Your Analytics Data Isn’t Real and It’s Only Getting Worse

Analytics data comes with own set of flaws. Read about the holes in Analytics and what to do to get the full picture of your data.

analytics-data-magnifying-glass

In digital marketing, we often take analytics data at face value and make game-changing business decisions based on information that, perhaps, should not be given such weight. Before deciding on how to make an investment in your organization, every data point should be given the relevant scrutiny. I’m here to tell you that you should consider developing an atomic understanding of your tool’s data collection and computation methodologies before you start betting the farm. I’m also here to say that even if you do, the environment is about to change dramatically.

Analytics Was Always Flawed

You’ve probably noticed that it is very rare for the data that an individual marketing channel provides (e.g. Facebook Analytics) to have parity with that of your primary analytics package. You may be surprised to find out that different analytics packages (e.g. Google Analytics vs Adobe Analytics) have different measurement methodologies. That is to say how a session or visit is defined in GA is not the same way it is defined in the analytics program formerly known as Omniture. So, even if you have both installed and configured similarly, you’ll likely see different data.

For SEOs, this is likely why Google Analytics and Google Search Console don’t match as well. My educated guess is that since GSC uses query and click logs while Google Analytics is clickstream, the methodologies for measurement were never likely to matchup.

In some cases, clients take measures (no pun) into their own hands and implement a first-party or otherwise self-hosted analytics system. That, too, can introduce additional flaws into the measurement discussion in the same way that building your own CMS can leave you blind to best practices.

No matter what, the data you get from any analytics has never been 100% of what is happening on your site — and it never will be.

How Analytics Works and Why It’s Flawed

Analytics comes in a variety of forms, but what we’re talking about here is clickstream analytics packages such as GA, AA, et al. These tools operate through the placement of a JavaScript snippet on individual webpages. Once the page loads that JS snippet, it then sends data about the user and the behaviors back to a centralized server. That server stores that information in a database (Urchin, the predecessor to GA used a database in the SQL family) for display, analysis and export via a fancy interface.
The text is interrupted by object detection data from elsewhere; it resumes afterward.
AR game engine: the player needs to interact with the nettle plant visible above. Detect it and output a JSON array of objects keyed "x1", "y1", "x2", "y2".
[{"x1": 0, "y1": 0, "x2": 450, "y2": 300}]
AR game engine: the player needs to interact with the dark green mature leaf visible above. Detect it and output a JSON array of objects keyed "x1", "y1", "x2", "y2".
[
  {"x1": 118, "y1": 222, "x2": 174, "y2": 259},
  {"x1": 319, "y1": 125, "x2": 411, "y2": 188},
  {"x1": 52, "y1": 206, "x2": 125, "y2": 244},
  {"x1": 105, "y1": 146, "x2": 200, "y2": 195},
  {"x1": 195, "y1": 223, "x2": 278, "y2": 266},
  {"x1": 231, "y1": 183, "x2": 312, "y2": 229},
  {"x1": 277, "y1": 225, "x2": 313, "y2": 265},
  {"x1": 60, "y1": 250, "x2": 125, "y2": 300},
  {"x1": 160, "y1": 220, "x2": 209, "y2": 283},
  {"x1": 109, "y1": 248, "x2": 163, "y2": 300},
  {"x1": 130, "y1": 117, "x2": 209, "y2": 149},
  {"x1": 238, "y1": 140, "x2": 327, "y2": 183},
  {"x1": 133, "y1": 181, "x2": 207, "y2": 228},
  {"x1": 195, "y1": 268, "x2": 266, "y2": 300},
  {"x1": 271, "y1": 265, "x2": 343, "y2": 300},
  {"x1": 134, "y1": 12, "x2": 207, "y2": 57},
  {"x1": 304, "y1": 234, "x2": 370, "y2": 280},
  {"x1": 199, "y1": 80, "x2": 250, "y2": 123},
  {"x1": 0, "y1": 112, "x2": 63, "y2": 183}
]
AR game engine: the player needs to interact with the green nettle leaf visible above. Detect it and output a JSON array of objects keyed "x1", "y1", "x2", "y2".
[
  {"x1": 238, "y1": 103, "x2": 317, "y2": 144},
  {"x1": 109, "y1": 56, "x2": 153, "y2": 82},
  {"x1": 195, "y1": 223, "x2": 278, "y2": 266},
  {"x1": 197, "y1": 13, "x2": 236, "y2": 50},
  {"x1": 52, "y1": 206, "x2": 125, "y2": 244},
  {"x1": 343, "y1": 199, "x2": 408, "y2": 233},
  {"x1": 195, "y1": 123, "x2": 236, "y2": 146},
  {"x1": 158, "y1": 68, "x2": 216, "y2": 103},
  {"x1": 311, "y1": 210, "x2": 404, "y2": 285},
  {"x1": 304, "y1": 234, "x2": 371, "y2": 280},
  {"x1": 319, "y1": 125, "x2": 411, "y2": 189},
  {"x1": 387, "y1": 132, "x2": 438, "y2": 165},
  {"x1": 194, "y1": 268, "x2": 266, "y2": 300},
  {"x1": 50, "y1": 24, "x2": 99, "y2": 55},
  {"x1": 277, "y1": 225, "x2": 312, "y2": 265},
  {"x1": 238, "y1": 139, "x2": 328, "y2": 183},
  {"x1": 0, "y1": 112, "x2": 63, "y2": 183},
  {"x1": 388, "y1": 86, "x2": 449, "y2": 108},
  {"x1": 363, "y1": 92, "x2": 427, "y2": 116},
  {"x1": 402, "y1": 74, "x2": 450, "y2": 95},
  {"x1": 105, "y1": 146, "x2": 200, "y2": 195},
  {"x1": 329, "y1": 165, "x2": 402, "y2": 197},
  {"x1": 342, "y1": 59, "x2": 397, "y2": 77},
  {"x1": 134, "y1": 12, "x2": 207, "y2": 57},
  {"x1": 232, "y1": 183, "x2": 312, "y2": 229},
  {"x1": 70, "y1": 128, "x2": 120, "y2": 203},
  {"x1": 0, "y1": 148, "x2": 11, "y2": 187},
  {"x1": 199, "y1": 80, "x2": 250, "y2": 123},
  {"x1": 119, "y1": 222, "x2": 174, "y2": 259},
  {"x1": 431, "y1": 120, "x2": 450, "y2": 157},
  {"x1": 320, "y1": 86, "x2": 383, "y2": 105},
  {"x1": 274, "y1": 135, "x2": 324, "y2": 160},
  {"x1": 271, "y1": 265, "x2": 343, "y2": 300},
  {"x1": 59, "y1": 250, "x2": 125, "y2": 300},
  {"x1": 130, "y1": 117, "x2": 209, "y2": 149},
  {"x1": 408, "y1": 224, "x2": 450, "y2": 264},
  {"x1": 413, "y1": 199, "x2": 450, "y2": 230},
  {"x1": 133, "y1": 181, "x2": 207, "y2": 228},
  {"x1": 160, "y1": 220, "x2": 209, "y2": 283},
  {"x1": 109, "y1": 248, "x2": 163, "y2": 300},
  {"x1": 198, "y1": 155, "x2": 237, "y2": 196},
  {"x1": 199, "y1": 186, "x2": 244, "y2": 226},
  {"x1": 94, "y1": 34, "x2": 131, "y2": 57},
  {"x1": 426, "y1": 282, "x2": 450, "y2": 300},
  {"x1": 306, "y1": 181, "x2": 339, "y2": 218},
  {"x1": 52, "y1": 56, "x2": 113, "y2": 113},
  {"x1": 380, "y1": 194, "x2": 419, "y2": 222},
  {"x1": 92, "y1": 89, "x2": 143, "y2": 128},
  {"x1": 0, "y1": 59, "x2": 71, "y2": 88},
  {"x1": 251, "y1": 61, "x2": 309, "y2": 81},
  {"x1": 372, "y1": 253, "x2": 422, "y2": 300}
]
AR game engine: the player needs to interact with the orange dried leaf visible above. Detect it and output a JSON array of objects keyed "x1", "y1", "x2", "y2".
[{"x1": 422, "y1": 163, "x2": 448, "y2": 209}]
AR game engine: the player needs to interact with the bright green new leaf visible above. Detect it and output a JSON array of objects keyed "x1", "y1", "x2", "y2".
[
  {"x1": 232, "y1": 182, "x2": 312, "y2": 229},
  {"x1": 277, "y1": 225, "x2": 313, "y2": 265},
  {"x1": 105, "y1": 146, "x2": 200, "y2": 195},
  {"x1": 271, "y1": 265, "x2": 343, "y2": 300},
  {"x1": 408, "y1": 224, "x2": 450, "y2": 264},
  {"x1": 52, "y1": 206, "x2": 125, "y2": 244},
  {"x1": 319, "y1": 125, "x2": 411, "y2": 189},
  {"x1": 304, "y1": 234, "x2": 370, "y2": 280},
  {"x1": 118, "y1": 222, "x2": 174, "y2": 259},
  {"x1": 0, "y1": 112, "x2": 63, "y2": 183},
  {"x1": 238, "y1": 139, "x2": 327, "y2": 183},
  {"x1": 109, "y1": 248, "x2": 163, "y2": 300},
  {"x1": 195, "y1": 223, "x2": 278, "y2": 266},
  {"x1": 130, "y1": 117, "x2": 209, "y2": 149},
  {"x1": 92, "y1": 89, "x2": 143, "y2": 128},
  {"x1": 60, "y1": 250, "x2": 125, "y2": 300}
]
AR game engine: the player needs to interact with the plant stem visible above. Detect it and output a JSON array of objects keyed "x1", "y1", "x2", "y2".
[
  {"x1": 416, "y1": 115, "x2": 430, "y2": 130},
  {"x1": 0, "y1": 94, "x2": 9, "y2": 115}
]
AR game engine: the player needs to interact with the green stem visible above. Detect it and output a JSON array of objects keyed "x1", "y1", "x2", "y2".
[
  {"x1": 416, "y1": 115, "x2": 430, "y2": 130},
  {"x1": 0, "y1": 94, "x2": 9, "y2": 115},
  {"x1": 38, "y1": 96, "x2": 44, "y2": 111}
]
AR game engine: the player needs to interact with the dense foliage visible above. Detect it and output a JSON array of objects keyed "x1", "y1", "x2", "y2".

A simplified diagram of how Google Analytics works
A simplified diagram of how Google Analytics works

Each tool makes a determination of what a session, a unique user, a page view is. You determine what is an event and/or conversion. Beyond that, they all basically work the same. Cookies are generally used to determine whether or not a user has been seen before and they act as a storage mechanism. This differs from log file analytics in that it requires JS to execute and browser storage in order to work. If you’re curious, log files are generated at the server level and are a reaction to every access operation triggered by any user agent. Due to the JavaScript dependency of clickstream analytics, they can be disrupted in a variety of purposeful, accidental, and nefarious ways.

On the nefarious side, it’s actually quite easy to inject incorrect data into GA as a third party. On the other end of the spectrum, there are those users who delete or disable cookies (hello EU regulations!), disable JavaScript or have ad blockers that may not have previously whitelisted certain analytics platforms. In situations where connections are slow, users may potentially stop the load of the page before analytics fires.

Cookie Deletion Stats

By that token, your analytics has never been reflective of 100% of the users or their behaviors. Some percentage of your “new users” or sessions have always been repeat users or the same session respectively. Some percentage of users have never been captured. And, it’s even possible that someone has been firing data into your analytics install remotely to inflate or deflate your performance. All this is before we even consider the sampling that Google Analytics does if you’re not on the paid version.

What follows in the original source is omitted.